Generation Next
The Santa Fean
Young native artists are exploring their own creativity while carrying on age-old tribal traditions
Some people are born into going to Indian Market—literally. Take Jessica Growing Thunder: the Market has been a longtime tradition for her grandmother, Joyce Growing Thunder Fogarty, and her mom, Juanita Growing Thunder Fogarty. Twenty years ago, the two women first traveled to Santa Fe from Montana to sell their beaded bags and necklaces, and they’ve been coming back consistently since. When Jessica was born a week before the 1989 Indian Market, it only made sense that her family bring her along, too.
This year, the young beader will participate in her 16th Indian Market. For 12 of those years, Jessica has designed and crafted her own bags and necklaces and sold them in her family’s booth. Although Jessica now lives in northern California, near Lake Tahoe, the reservation of her people, the Assiniboin, is in the northeastern corner of Montana, and remains a source of influence for her. She draws on her own experiences for her art, and last year won a Standards award for a ceremonial dance bag featuring a horse. “I spent the summer in Montana on the reservation learning to ride horses and got inspired,” she says. This year, in addition to pieces she’s been working on by herself, Jessica and her mom and grandmother are collaborating on a beaded bag. “I’ve done beading since I was three years old,” she says. “I always used to watch my mother and grandmother, and finally I was old enough to bead my own necklaces.”
Jessica says the extra money she earns at Market is great. She’s put most of it back into her education, with her early choices for college mirroring her tribal geography and her family’s displacement; she hopes to study Native American history at either the University of California at Davis or the University of Montana, in Missoula.
Over the years, Jessica has also developed a love for the annual festival as well as a desire to perpetuate her family’s artistic tradition. “The Market is a huge part of my family’s experience,” she says. “Every year, my mom, grandmother, and I become a closer family. We’re closer in every way because of the Market. We meet new people every year, and we also see people we haven’t seen all year. Without my culture, where would I be?”

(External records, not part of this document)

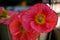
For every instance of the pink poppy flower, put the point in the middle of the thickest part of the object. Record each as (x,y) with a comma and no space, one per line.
(39,17)
(18,32)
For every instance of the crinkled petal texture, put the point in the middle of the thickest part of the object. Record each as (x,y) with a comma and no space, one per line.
(18,35)
(28,18)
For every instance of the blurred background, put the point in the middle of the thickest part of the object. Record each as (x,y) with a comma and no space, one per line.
(21,5)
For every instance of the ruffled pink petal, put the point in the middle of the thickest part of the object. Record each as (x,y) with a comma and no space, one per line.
(35,27)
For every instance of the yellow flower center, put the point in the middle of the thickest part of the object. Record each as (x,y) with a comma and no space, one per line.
(40,18)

Santa Fe’s Indian Market is regarded as one of the best and biggest sales of Native American art in the U.S., and although it happens only once a year, its effect on Native Americans across the country is palpable—especially for kids. But not every budding artist comes from generations of Market participants.
Take Daniel Sam, 16, of Picuris Pueblo, some 20 miles southeast of Taos. “I’m self-taught,” says the young painter, a freshman in high school who started sketching six years ago. “I’m actually the first person really to come with this artistic feel in the family.” This year will be Daniel’s fourth at Market; last year, he won a SWAIA Youth Fellowship Award (which includes a stipend and a free booth at Youth Indian Market, which is separate from but runs concurrent to the “adult” Market).